Inferior to what? And in what way?
If you're talking about aesthetics, a professionally done inlet/bed job with pillars is going to look 5000x better than a few globs of Acraglass or JB Weld.
In terms of actual performance... Put it this way, I had an action professionally inletted and bedded. I ended up changing to a chassis, then to another composite stock, and on the new composite stock I put a dab of JB Weld on the recoil lug area, and another around the tang screw hole. Rifle still shoots 1/2 MOA. It's not perma-glued to the stock, I taped off surfaces that needed it, and cleaned up after the epoxy set just a little bit.
You don't NEED a full-length skim bed, nor do you NEED a full-length bed with the bedding compound all at the same thickness and a professional looking inlet. It does look very nice, though. You want the action not to be bound up in the stock, the action screws to touch nothing but the action and bottom metal, the trigger free-hanging, and the recoil lug squarely seated in ONE possible position. 2 gobs of epoxy accomplishes that.

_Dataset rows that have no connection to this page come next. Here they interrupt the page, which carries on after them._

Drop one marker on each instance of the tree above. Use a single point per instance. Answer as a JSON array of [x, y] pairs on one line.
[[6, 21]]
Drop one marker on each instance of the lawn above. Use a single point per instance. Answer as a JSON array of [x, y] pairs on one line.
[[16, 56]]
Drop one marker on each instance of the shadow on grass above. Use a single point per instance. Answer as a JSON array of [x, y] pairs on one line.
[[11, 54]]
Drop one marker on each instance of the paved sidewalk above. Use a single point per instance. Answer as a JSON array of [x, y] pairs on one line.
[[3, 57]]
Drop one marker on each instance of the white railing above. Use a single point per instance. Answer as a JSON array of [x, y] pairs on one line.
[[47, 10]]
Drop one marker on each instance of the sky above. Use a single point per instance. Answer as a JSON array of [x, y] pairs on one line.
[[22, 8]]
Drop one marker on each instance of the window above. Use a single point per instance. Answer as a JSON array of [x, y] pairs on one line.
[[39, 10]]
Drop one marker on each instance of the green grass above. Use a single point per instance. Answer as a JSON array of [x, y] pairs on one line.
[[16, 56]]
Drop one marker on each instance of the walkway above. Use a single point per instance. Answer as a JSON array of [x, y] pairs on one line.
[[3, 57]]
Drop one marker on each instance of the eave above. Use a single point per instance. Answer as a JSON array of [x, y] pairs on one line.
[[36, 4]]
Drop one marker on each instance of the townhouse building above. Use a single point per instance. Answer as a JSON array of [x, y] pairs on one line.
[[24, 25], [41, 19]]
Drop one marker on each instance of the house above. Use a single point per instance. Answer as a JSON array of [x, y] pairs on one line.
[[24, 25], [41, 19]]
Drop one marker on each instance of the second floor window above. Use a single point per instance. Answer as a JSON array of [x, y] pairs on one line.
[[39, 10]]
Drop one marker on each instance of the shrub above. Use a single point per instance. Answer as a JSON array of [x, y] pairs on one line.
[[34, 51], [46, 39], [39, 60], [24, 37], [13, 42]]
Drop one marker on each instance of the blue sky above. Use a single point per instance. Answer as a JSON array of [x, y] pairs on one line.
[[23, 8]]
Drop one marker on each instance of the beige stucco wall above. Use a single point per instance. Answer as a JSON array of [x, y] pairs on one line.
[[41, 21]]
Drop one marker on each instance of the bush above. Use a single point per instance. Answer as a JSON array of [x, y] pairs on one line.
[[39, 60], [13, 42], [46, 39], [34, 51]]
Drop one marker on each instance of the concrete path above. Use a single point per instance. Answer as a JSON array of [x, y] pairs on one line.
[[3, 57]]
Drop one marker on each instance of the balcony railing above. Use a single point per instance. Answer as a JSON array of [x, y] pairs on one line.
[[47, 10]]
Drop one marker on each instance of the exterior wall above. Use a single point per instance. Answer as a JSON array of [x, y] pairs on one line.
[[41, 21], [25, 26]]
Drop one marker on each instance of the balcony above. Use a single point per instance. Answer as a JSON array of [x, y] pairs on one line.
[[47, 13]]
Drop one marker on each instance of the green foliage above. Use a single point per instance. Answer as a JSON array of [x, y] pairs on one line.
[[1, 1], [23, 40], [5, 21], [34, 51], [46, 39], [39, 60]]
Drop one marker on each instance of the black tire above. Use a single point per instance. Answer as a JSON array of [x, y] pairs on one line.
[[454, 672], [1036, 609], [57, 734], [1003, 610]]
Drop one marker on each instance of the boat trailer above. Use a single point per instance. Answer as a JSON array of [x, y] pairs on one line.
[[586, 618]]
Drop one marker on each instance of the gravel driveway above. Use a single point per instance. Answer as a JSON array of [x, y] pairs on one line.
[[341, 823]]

Don't get me wrong, it is very possible to fuck up a bedding job, but you can get the same performance from an easy home-spun application as you can spending $750 to have it done professionally. No doubt there will be someone here to tell me that JB weld shrinks X% more than DEVCON or Marine Tex, and some other precise pointers, but if they mattered beyond the scope of "noise" I'd see it in my groups.
The other thing you're going to want to look at, because this is a walnut stock, is pillars. I typically say that in modern composite stocks pillars aren't really necessary, but in wood stocks I do suggest them. Wood fibers do compress, and they do swell with humidity and temperature changes, and it can mess with POI, action screw torque, accuracy, etc.
Oh, and Acraglas is runny. Get good with tape dams and clay. The Gel version filled with milled fiber or microballoons is a lot easier to work with.